Monopoly Mayhem: Corporations Win, Workers Lose

Video Length 00:13:16

Why do big corporations continue to win while workers get shafted? It all comes down to power: who has it, and who doesn’t.  

Big corporations have become so dominant that workers and consumers have fewer options and have to accept the wages and prices these giant corporations offer. This has become even worse now that thousands of small businesses have had to close as a result of the pandemic, while mammoth corporations are being bailed out.  

At the same time, worker bargaining power has declined as fewer workers are unionized and technologies have made outsourcing easy, allowing corporations to get the labor they need for cheap.  

These two changes in bargaining power didn’t happen by accident. As corporations have gained power, they’ve been able to gut anti-monopoly laws, allowing them to grow even more dominant. At the same time, fewer workers have joined unions because corporations have undermined the nation’s labor laws, and many state legislatures – under intense corporate lobbying – have enacted laws making it harder to form unions.

Because of these deliberate power shifts, even before the pandemic, a steadily larger portion of corporate revenues have been siphoned off to profits, and a shrinking portion allocated to wages.

Once the economy tanked, the stock market retained much of its value while millions of workers lost jobs and the unemployment rate soared to Great Depression-era levels.

To understand the current concentration of corporate power we need to go back in time. 

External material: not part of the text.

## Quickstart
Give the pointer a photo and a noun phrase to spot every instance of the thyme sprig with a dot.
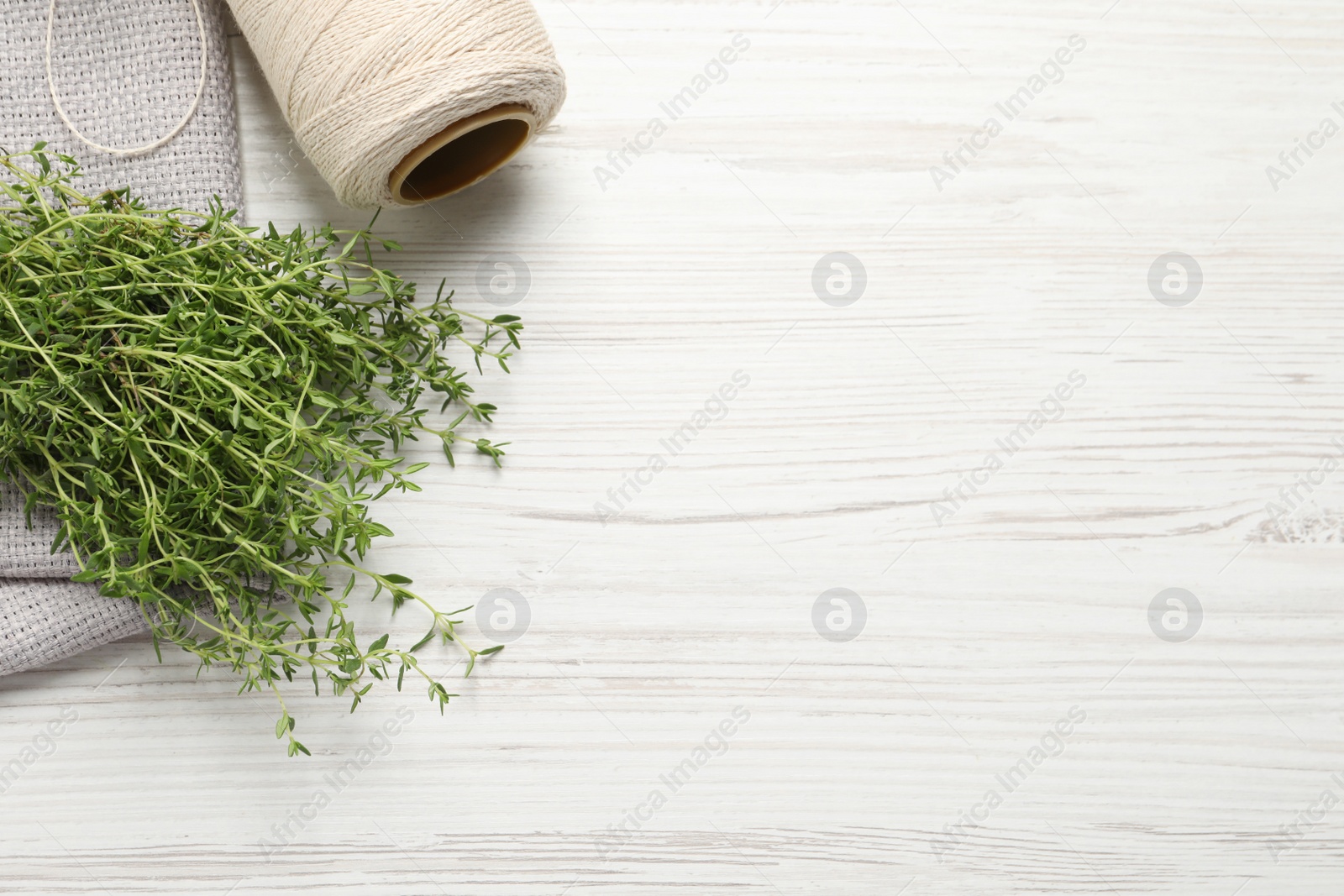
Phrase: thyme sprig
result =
(212, 410)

In the late nineteenth century, corporate power was a central concern. “Robber barons,” like John D. Rockefeller and Cornelius Vanderbilt, amassed unprecedented wealth for themselves by crushing labor unions, driving competitors out of business, and making their employees work long hours in dangerous conditions for low wages. 

As wealth accumulated at the top, so too did power: Politicians of the era put corporate interests ahead of workers, even sending state militias to violently suppress striking workers. By 1890, public anger at the unchecked greed of the robber barons culminated in the creation of America’s first anti-monopoly law, the Sherman Antitrust Act.